Nodejs Dependency Hell & Semver

Posted by on August 03, 2021 · 5 mins read

Here’s a short story about nodeJs/JavaScript dependency hell.

The incident happened between 30/07 and 03/08.

We are about to ship a new feature to our existing app, everything works fine ‘as usual’, we push the code to our development branch then to the staging branch. Ci/CD is fine and our app was ready to be tested. We were on friday, we don’t push to production at the end of week.

The next week, after tests, we were ready to merge the staging code to pre-prod and then to prod but the CI/CD went red displaying the following message.

Yarn why

error yargs@17.0.1: The engine "node" is incompatible with this module. Expected version ">=12". Got "10.24.1"

Ok, it seems that yargs caused the issue.

So first step we will check for yargs then do a quick fix using the latest version of yargs that support node 10.

We have about 12 node js apps that we manage using lerna. We did a dummy search for yargs with hope to find it in some package.json files but oops, no yargs found .


Of course, we need to update the node version but we should check all the impact and side effects before upgrading to a new nodeJs version. But for now, let’s ship the new feature.

Inspection with yarn

Since we are using yarn to handle node packages. Let’s see what we have :

yarn --verbose

First we tried yarn --verbose but we just got an endless list of lines in the terminal with no significant help.

yarn why

Since we weren’t able to identify which node module uses yargs, hopefully the why yarn command can help us do the job.

So the first attempt was yarn why yargs@17.0.1, but nope, no help. Yarn didn’t find anything.

Then we tried without specifying the exact version and yarn why yargs and boom, we have all the list of npm packages that uses yargs


Yarn why

=> Found "@..../package#yargs@17.0.1"
info Reasons this module exists
 - "_project_#@package#package#typeorm" depends on it
 - Hoisted from "_project_#@....#typeorm#yargs"

So typeorm which we use as our ORM depends on yargs@17.0.1.

The issue

We use docker with nodejs 10. We use the caret prefix ^version in our package.js for typeorm and we don’t expect such breaking changes that drops the support of nodejs 10.

Since the 17.0.0, yargs did some breaking changes including dropping node 10 (17.0.0). The typeorm team upgraded to yargs 17.0.1 and released a new version 0.2.36. So, as a result typeorm no longer supports node js 10.
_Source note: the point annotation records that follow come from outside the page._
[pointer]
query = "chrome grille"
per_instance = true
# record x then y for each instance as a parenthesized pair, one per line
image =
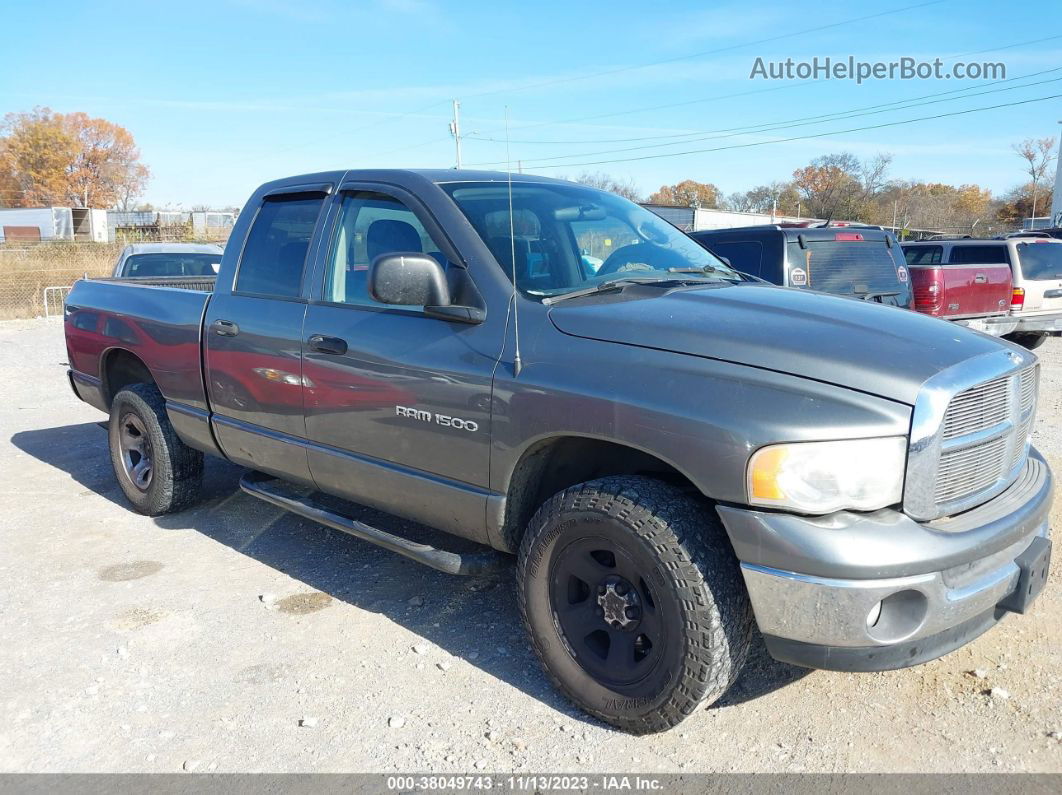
(1027, 399)
(986, 433)
(963, 471)
(978, 408)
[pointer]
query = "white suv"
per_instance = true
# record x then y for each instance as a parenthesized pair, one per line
(1035, 266)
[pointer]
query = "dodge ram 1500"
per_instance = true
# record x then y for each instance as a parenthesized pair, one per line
(672, 452)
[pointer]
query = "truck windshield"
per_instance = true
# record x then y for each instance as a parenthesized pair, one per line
(1040, 260)
(560, 238)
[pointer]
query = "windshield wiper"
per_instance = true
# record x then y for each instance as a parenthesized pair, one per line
(705, 270)
(618, 283)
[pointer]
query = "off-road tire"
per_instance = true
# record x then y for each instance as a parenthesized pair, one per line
(695, 574)
(176, 474)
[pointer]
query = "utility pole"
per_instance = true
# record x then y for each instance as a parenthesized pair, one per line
(456, 130)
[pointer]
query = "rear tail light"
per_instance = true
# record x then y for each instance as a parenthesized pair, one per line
(1017, 299)
(928, 290)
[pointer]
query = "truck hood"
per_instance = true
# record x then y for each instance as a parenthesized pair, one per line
(873, 348)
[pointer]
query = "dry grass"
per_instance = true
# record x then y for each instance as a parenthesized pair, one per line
(27, 269)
What happened between friday and monday

Friday afternoon, the typeorm team pushed the new version to npm. Monday, the new version (0.2.36) was already in the npm registry. This happened after our test on develop. We reported the issue to the typeorm team to update Nodejs minimum version (which was 4). Hopefully, the team were very kind and they replied (in the same night) by fixing the documentation.

Thoughts
  • The changes made by the typeorm team should be in a MAJOR version release because it contains incompatible API changes https://semver.org/.
  • Yargs is used for command line tools but the majority of features can work without cmd. Why typeorm should drop the support of older Node Js versions just because the cmd tool doesn’t support them.
Moral of the story
  • Make sure to use semver in a consistent way when you provide a public api. This helps your users to better integrate your library.
  • CI/CD is a must. There are many advantages of using CI/CD such as making tests easy, consistent deployment, better packaging, better versioning, blue-green deployment, increased velocity …. In our case, it helped us detect the issue using the gitlab notifications.
  • Set up your prevention tools so you can be notified when something went wrong before it harms your users or your application.
  • Nodejs dependency hell is real. Despite being one of the most used languages in the web, node js packaging managers lack some features. Be careful about dependencies and hidden node_modules.